Holiday

Nothing quite like clearing up a poo explosion in a motorway service station to signify the official start of your holidays! I do so love getting poo stuck under all my fingernails. Child wiped down, but with a yellow Simpson-esq tinge to his skin he happily tucked into sweet potato wedges.

Car journeys with small children are stressful. The Bald Kitten asks many questions in both a pitch and volume that is impossible to hear. Naturally when asked to repeat the question he does so even quieter than the first time round. Resulting the standard not-heard-you-but-clearly-you-want-some-sort-of verbal-response ‘Oh yes darling’. I have literally no idea what I’ve been ‘yes darling’ to, hopefully not something expensive. Or dangerous. Despite the fact he can’t seem to ask something in a volume we can hear, sudden loud outbursts of ‘DADDY LOOK OUT!’ are fairly common. This is always followed by ‘There’s a big elephant/dinosaur!’ The car accidents he’s nearly caused by these outbursts are numerous.
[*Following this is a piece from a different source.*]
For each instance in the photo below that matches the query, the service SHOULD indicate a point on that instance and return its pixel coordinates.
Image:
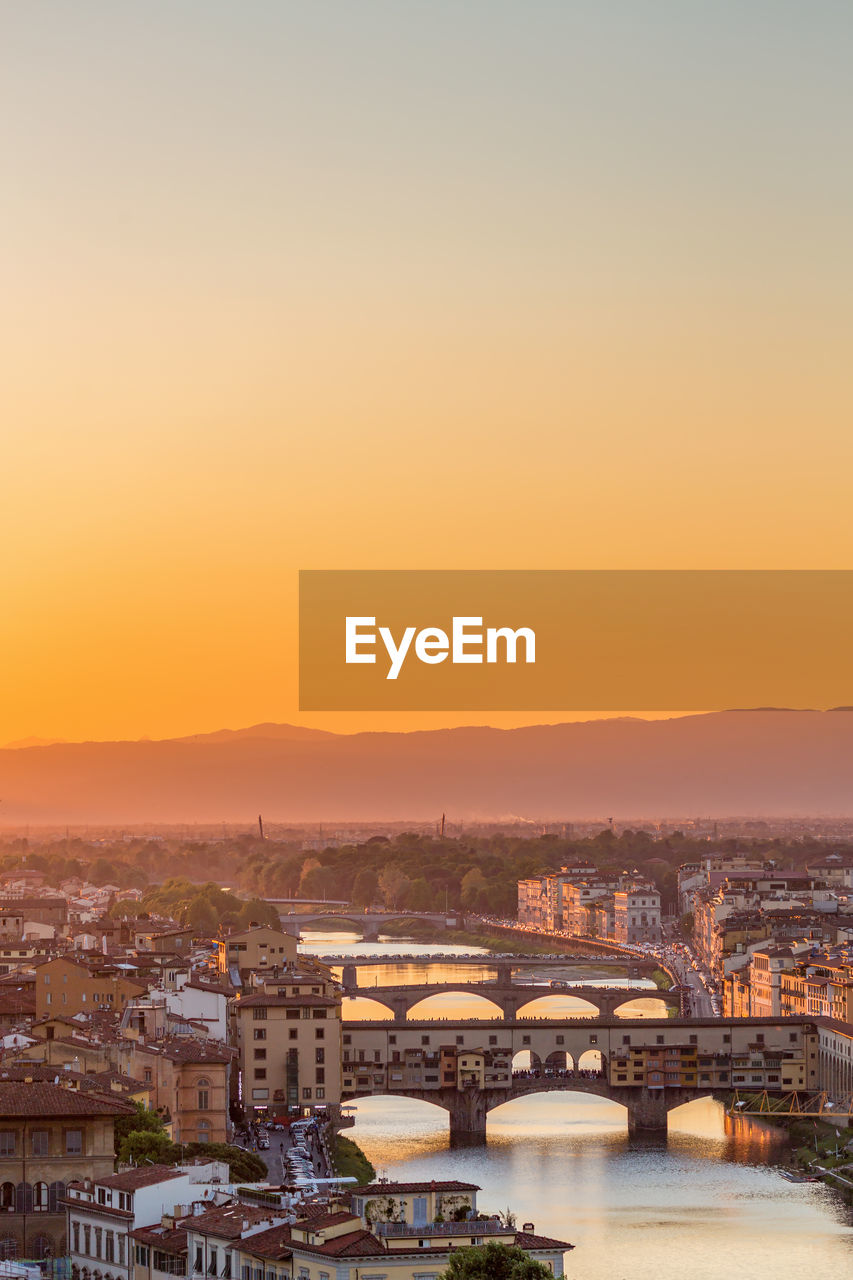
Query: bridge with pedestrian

Even Balder, chuffed with his giant poo and content with his potato wedges, declined the boob in the services, choosing instead to start screaming about thirty minutes later, in an area with absolutely nowhere to stop. Eventually finding a car park, we pulled over for some boobing. Even Balder decided pulling the gear knob and looking round was preferable to feeding so I assumed he wasn’t hungry and we set off on our journey again.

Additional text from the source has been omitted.